In a much anticipated report on the ethics of Mitochondrial Replacement Therapy (MRT), a panel of U.S. experts said that the controversial technique, which has emerged as viable treatment for rare congenital diseases and was approved in the U.K. last year, was permissible “as long as significant conditions and principles are met.” However, the green light from the advisory panel is unlikely to translate into clinical application anytime soon as the omnibus fiscal 2016 budget bill passed by U.S. Congress last year prohibits the government from allowing genetic alteration of human embryos.

“In examining the ethical, social, and policy issues associated with mitochondrial replacement techniques, we concluded that the most germane issues could be avoided if the use of these techniques were restricted by certain conditions, rather than prohibiting them altogether,” Jeffrey Kahn, a bioethicist at Johns Hopkins ­University, who chaired the National Academies of Sciences, Engineering and Medicine committee, said, in a statement.

One such restriction the panel recommended is limiting the experimental procedures to male embryos, in order to prevent potential “adverse and uncertain” consequences.
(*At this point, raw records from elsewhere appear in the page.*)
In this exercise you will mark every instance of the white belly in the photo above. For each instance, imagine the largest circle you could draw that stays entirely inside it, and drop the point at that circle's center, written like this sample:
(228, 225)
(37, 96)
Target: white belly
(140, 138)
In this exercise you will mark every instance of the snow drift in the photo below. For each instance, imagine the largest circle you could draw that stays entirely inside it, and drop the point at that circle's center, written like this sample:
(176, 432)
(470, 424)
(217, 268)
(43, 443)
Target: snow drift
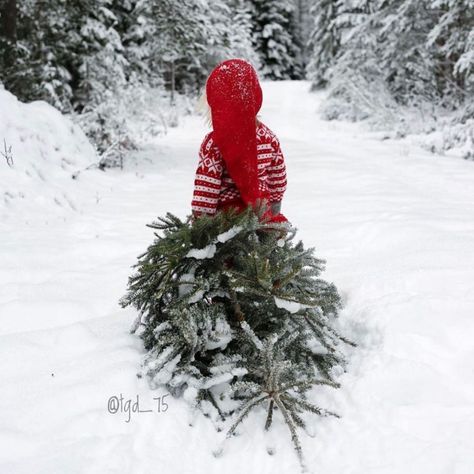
(46, 149)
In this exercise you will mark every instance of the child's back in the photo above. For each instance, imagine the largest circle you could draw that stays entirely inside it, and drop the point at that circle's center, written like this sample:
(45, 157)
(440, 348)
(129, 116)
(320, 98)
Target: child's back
(214, 189)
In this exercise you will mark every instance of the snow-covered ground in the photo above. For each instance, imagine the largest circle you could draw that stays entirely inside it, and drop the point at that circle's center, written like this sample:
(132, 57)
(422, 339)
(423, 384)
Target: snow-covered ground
(396, 226)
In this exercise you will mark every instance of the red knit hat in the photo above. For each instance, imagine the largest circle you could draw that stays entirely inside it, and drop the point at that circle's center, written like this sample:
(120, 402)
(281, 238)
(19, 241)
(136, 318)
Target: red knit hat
(235, 97)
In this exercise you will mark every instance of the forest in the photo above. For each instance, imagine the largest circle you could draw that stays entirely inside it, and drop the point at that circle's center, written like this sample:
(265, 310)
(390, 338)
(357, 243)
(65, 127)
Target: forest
(402, 64)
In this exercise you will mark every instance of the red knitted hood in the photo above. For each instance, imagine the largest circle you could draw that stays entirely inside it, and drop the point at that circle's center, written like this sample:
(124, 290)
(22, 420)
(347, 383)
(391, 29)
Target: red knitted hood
(235, 97)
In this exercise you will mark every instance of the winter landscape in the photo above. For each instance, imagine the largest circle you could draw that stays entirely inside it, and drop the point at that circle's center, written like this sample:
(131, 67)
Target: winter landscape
(388, 203)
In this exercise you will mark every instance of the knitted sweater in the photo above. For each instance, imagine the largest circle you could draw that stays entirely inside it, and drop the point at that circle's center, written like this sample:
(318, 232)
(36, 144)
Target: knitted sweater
(214, 188)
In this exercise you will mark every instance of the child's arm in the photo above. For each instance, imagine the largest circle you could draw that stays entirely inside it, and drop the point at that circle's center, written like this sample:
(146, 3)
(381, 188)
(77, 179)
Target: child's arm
(277, 177)
(207, 183)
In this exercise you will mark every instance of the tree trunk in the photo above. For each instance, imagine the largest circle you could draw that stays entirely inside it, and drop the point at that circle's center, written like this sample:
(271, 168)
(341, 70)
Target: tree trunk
(8, 31)
(9, 20)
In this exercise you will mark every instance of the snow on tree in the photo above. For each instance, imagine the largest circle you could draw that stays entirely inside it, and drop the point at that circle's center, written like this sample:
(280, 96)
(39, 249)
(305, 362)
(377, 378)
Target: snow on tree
(324, 41)
(275, 39)
(233, 314)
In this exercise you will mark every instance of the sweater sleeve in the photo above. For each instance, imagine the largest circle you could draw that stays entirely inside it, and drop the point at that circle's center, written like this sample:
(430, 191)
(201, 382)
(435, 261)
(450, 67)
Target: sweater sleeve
(207, 182)
(277, 174)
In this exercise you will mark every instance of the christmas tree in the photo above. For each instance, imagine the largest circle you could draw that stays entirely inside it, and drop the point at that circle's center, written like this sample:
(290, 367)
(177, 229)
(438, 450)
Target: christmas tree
(233, 315)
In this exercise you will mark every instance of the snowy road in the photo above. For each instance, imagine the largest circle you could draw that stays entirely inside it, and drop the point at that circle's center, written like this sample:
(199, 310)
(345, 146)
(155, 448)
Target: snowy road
(396, 226)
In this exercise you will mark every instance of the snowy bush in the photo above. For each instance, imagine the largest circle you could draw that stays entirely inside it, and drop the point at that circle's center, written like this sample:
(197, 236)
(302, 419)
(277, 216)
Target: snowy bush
(128, 118)
(233, 315)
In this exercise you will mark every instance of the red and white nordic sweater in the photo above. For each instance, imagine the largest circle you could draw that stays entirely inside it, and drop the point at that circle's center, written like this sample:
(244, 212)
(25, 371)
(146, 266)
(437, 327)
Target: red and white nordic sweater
(214, 188)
Human cells contain two types of DNA — the nuclear DNA that’s found in the nucleus, and the mitochondrial DNA, which is present in the cells’ energy-producing mitochondria. Unlike the nuclear DNA, mitochondrial DNA is inherited solely from the mother.

Defects to mitochondrial DNA affect about 1 in every 5,000 births and can lead to severe, and, in some cases, even fatal birth defects. MRT, the gene-therapy technique in question, involves replacing an embryo’s energy-producing mitochondria with healthy mitochondria from the egg of a second woman. The aim is to prevent the transmission of diseases caused by mutations in mitochondrial DNA.

A child born through this technique would have genes from three “parents” — one male and two females.

Opponents of MRT have not only raised ethical objections to the technique, by questioning the psychological and social implications of children with three genetic parents, they have also said that the technique should be avoided as the medical risks associated with changing mitochondrial DNA have yet to be fully understood.

Other critics have expressed concerns that, if the technique is approved, doctors will be free to start tinkering with genomes, opening the door to creation of so-called "designer babies."

“As such, human subject research utilizing genetic modification of embryos for the prevention of transmission of mitochondrial disease cannot be performed in the United States in FY 2016,” the U.S. Food and Drug Administration reportedly said Wednesday.